Are beta-blockers as efficacious in patients with diabetes mellitus as in patients without diabetes mellitus who have chronic heart failure? A meta-analysis of large-scale clinical trials.

BACKGROUND: Diabetes mellitus is a frequent comorbid condition in patients with chronic heart failure (CHF) and confers a worse prognosis. Furthermore, although patients with CHF derive considerable benefit from beta-blockers, these agents are thought by many physicians to be contraindicated in patients with diabetes mellitus.
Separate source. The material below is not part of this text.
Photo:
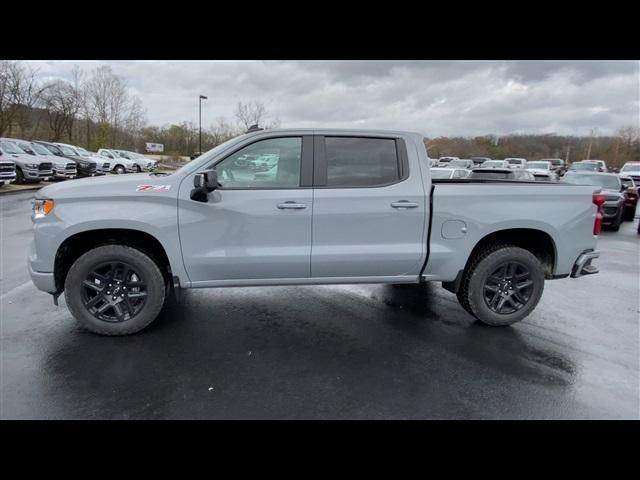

Most published studies on beta-blockers in CHF have been unable to reach definitive conclusions about the mortality benefits of these agents in patients with diabetes mellitus. We therefore performed a meta-analysis of beta-blocker trials that reported mortality outcomes in patients with diabetes mellitus who had CHF to pool all available trial evidence on the benefits (or otherwise) of these agents in this setting. METHODS: All-cause mortality data on patients with diabetes mellitus were obtained from all completed beta-blocker CHF randomized placebo-controlled trials involving >100 patients exposed to beta-blockers, in which outcomes in patients with diabetes mellitus were described. When events were not directly reported, risk ratios (RRs) were derived from analysis of figures and other manuscript data. Results were pooled with the Mantel-Haenszel method. RESULTS: A total of 24.6% of patients were reported to have diabetes mellitus in the 6 studies analyzed (Australia and New Zealand [ANZ]-Carvedilol, Beta-blocker Evaluation of Survival Trial [BEST], Carvedilol US Trials, Cardiac Insufficiency Bisoprolol Study [CIBIS-II], Carvedilol Prospective Randomized Cumulative Survival Trial [COPERNICUS], and Metoprolol Controlled-release Randomized Intervention Trial in Heart Failure [MERIT-HF]). Patients with diabetes mellitus had increased mortality rates overall compared with subjects without diabetes mellitus (RR, 1.25; 95% CI, 1.15-1.36; P <.001). Compared with placebo, beta-blocker therapy for CHF was beneficial in patients with diabetes mellitus (RR, 0.84; 95% CI, 0.73-0.96; P =.011) and in subjects without diabetes mellitus (RR, 0.72; 95% CI, 0.65-0.79; P <.001). The absolute risk reduction in mortality with beta-blocker therapy was greater in patients with heart failure but without diabetes mellitus than in patients with diabetes mellitus (P =.023). CONCLUSIONS: Patients with diabetes mellitus and CHF appear to derive prognostic benefit from beta-blocker therapy, although the magnitude of that benefit is somewhat less than that observed in subjects without diabetes mellitus.